巨人の星

 今年の巨人は弱くて、今日で5連敗だというが、取り敢えず6連敗まではがんばって欲しいところだ。
 さて、先日も「巨人の星」が好きだという話をちょっと書いたが、「巨人の星」という漫画は、もうかれこれ40年近く前の漫画だと思うが、知名度は高い。やはり一時代を築いた漫画だ。
 野球漫画というと、必ずしも全部読んだことがあるわけではないが、思いつくのは、「巨人の星」「ドカベン」「男どあほう甲子園」「アストロ球団」「キャプテン」「プレイボール」「侍ジャイアンツ」「あぶさん」などだが(「タッチ」も野球漫画なのかな?なんとなく)、大きくプロ野球と高校野球に分かれる。そして、水島新司が描く作品は基本的に関西に拠点があるので南海だったり(今はソフトバンクなのかな?読んでないが)、阪神だったりが舞台で、在京と言うことになると、まず巨人しか舞台にならないような気がする。

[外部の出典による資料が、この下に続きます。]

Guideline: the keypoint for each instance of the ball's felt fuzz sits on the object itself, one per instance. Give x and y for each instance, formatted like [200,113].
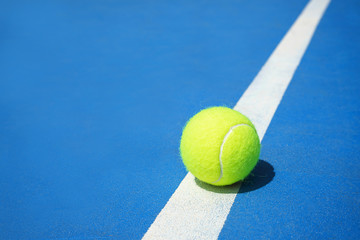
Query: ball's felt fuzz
[219,146]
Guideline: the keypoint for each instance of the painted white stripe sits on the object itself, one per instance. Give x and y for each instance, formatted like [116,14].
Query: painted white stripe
[195,213]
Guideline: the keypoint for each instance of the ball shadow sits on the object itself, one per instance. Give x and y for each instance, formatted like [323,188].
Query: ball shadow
[262,174]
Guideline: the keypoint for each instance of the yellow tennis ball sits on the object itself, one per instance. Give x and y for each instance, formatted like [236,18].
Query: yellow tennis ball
[219,146]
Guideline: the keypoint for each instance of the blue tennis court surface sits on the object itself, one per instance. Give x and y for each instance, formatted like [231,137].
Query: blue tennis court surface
[94,96]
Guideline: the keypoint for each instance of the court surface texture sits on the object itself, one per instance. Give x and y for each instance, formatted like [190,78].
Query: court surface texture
[94,96]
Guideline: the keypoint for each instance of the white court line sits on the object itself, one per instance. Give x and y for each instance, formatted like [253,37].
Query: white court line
[195,213]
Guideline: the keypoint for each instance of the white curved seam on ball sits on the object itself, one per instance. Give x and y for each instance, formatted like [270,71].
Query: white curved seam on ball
[222,146]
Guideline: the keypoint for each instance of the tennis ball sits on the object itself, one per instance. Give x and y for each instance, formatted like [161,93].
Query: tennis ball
[219,146]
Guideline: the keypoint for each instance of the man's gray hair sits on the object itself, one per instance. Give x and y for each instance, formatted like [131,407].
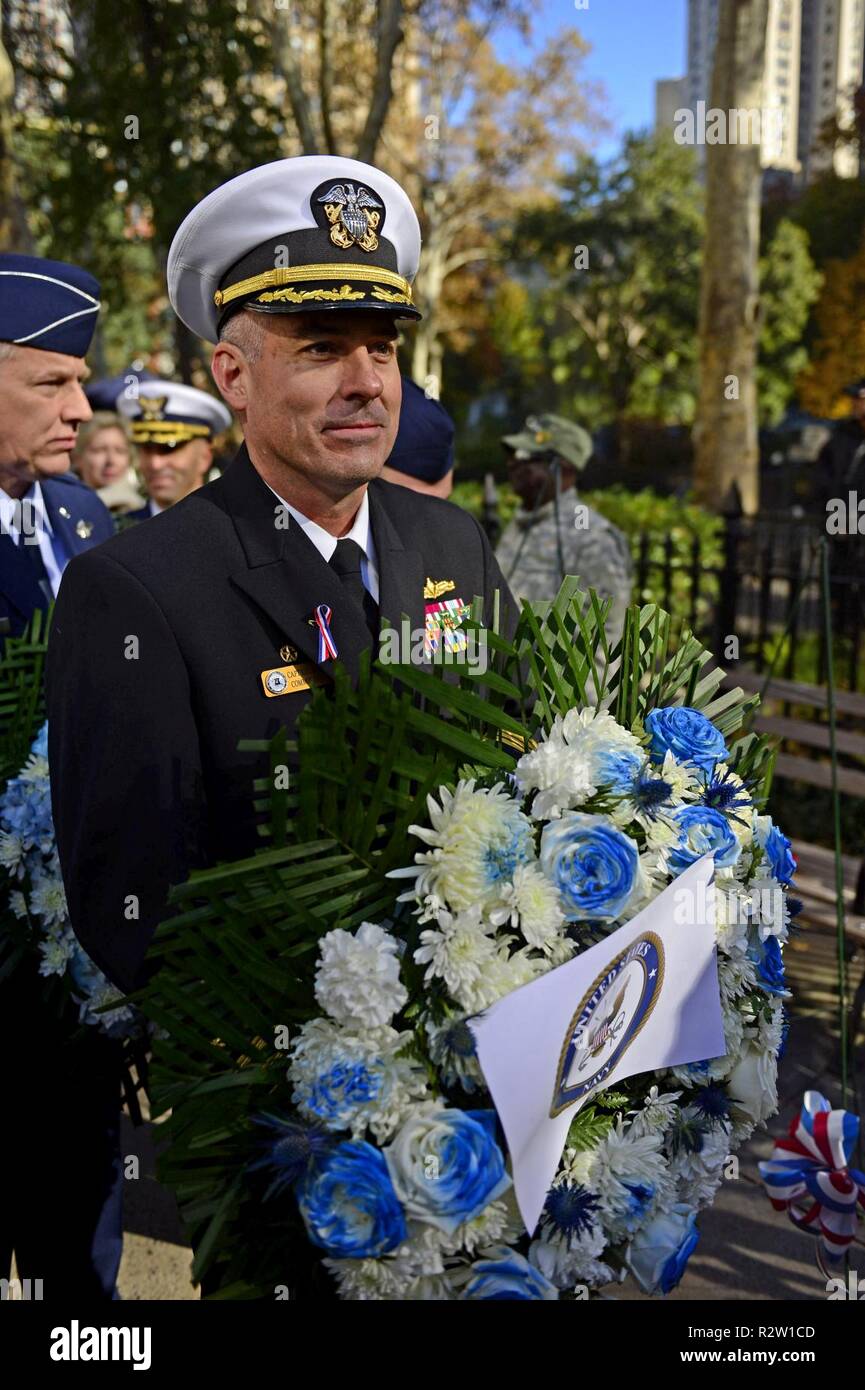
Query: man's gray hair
[246,332]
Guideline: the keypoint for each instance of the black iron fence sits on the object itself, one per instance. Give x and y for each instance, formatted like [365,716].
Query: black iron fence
[761,598]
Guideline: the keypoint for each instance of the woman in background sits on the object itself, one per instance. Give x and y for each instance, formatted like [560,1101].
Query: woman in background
[103,459]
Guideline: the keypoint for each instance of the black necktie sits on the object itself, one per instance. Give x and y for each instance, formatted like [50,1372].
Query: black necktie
[345,560]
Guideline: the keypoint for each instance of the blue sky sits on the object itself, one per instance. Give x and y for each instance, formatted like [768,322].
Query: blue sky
[633,42]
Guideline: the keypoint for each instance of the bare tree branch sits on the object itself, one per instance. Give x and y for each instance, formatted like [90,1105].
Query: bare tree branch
[285,63]
[326,75]
[390,34]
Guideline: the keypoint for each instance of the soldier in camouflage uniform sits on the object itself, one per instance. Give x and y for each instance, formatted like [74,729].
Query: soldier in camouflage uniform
[555,534]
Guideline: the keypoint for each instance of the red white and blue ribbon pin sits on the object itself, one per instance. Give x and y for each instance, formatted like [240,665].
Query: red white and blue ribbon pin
[327,648]
[810,1175]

 巨人、大鵬、卵焼きを知っている世代だが、個人的にはどれもぴんと来ない。「巨人の星」が好きでも巨人は好きではなかったし、当時は相撲に興味もなかったし、卵焼きよりトンカツが好きだった。
 さてそんな「巨人の星」だが、歌にもあるように、これは星親子のど根性物語だ。
 梶原一騎は当時、スポーツや学園関連の沢山の漫画の原作をしているが、その多くは、「やる気」と「根性」、「友情」と「男らしさ」という、全体的な押し出しはかなりステレオタイプの作品が多かった。戦争(第2次世界大戦ではなく太平洋戦争)をかなり引きずっていたし、ほとんどの作品で男泣きが随所に見られた。
「巨人の星」も例外ではなく、伴と星の友情はホモすれすれでさえあった(語弊は覚悟)。何ページかに1回は泣いていたし、友情や愛情で殴るシーンもやたら多かった。しかしとても面白かった。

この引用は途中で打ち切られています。